Some of the forces opposed to the war in Iraq shouted this phrase during the administration of ill-reputed former President George Bush.

This phrase is now being recalled in Bush’s memoirs of his ill-fated administration. The bulk of these memoirs talks about his war on Iraq, for which he refused to apologize, despite the collapse of all the allegations that his team had made and that he had used as justification.

In his memoirs, Bush continues — as during the years of his administration — his course of lies and claims to be surprised and shocked by the failure to find weapons of mass destruction in Iraq, ignoring all the data that confirmed this fact, including the later leak of reports from the CIA — which was officially commissioned to fabricate “evidence” of Iraq’s possession of weapons of mass destruction, according to the wretchedly melodramatic presentation that Secretary of State Colin Powell made to the U.N. Security Council on the alleged weapons, where he presented a proposal that he later regretted.

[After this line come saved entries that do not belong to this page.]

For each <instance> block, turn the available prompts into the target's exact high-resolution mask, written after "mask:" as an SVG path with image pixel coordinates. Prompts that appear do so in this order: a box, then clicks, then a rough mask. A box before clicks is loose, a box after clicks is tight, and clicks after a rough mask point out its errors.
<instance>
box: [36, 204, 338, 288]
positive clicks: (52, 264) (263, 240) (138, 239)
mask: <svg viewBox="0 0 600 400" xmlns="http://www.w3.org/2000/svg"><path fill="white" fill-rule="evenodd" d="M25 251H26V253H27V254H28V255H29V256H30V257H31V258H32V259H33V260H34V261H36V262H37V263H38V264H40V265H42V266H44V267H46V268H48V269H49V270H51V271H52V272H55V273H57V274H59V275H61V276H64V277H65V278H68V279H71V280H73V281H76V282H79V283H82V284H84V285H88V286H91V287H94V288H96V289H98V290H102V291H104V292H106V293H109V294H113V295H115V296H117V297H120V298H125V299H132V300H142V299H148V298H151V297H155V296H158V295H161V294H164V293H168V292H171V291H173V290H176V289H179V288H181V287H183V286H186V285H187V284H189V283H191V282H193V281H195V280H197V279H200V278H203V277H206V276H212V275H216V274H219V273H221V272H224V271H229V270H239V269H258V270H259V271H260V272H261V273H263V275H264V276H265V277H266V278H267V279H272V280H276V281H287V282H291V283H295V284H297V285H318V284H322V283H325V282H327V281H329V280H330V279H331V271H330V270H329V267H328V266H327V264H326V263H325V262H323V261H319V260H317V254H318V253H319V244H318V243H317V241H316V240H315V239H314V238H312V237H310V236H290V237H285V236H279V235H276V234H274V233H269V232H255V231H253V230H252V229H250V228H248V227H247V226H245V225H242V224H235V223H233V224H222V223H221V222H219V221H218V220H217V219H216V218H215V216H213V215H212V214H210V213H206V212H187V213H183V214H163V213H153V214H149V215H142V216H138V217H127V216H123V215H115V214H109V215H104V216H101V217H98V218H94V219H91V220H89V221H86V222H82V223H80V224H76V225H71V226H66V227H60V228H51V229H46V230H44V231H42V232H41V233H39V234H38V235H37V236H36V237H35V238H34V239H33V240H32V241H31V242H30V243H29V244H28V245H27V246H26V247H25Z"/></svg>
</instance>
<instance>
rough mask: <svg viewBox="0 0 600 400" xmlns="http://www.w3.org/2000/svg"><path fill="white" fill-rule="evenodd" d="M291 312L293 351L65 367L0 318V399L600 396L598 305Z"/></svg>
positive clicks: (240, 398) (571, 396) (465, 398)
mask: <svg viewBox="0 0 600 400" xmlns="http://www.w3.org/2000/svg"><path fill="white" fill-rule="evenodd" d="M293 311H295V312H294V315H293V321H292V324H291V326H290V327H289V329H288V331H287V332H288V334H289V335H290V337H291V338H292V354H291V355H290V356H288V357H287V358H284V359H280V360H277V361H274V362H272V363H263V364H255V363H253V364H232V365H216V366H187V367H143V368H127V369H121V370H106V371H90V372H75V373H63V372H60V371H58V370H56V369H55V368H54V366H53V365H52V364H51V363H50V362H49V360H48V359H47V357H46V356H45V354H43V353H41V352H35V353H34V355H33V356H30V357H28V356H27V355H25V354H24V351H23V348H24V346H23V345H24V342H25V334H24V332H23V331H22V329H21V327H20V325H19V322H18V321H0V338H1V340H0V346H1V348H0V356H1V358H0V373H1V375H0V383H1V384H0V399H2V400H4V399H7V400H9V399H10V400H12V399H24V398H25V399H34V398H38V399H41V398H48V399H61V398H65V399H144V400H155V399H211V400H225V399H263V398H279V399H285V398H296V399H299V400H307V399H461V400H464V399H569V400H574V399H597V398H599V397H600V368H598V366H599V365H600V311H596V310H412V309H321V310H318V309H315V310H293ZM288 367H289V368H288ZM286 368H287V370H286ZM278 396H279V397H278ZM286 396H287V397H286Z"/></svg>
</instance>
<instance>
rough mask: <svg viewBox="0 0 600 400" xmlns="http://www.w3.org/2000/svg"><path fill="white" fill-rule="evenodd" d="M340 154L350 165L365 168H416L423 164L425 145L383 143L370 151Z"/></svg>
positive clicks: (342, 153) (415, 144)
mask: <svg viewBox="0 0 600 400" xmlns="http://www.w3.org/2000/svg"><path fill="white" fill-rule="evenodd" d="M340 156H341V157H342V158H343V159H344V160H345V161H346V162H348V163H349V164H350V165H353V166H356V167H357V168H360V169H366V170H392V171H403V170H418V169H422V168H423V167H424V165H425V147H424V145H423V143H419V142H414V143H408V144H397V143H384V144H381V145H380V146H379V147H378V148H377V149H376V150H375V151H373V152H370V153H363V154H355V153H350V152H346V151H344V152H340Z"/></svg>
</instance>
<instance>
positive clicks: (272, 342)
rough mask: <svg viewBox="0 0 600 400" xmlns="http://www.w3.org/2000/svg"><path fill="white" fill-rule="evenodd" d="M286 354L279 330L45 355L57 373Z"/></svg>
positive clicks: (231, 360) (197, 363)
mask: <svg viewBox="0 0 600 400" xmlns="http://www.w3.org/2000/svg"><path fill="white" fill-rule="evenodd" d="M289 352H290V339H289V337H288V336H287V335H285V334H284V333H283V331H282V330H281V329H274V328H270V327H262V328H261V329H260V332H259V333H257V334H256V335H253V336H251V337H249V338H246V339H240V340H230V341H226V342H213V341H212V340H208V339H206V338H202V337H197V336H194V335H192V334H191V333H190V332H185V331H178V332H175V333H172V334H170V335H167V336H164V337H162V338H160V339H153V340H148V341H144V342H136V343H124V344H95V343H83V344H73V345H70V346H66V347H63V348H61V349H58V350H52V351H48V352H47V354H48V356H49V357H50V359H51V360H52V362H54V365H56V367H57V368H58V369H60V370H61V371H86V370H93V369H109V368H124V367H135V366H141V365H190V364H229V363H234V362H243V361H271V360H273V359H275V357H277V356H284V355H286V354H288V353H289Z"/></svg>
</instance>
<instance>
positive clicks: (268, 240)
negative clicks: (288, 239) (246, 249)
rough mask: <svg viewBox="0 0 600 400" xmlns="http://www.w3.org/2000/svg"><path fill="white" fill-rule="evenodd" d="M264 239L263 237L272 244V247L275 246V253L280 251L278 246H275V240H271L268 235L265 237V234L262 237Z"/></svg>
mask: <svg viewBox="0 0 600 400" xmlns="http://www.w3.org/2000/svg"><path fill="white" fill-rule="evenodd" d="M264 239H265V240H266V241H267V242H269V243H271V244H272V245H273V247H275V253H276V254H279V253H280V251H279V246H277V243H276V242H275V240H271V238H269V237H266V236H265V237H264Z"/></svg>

Bush made no mention of lying about the alleged relationship between the former Iraqi regime and al-Qaida and then cited it as justification for the war. Furthermore, former German Chancellor Gerhard Schroeder immediately contradicted the third lie in his memoirs. Bush had claimed that Schroeder had supported the war in Iraq.

The most important lie in Bush’s memoirs is his denial that the interests of Israel and Iraq’s oil were the real impetus for the war. This fact has been repeatedly confirmed by eminent American politicians and intellectuals, most notably John Mearsheimer and Stephen Walt, who said, “There is little doubt that Israel and the Lobby were key factors in shaping the decision for war. Without the Lobby’s efforts, the United States would have been far less likely to have gone to war.”

Bush continues to lie, while millions of people in Iraq, Afghanistan, Pakistan and other regions of the world have been killed and continue to be killed as a result of wars waged under the banner of fighting terrorism — wars for which the killer neither found reason to apologize nor to sympathize with the victims. Even if he did regret it, it would be worthless anyway.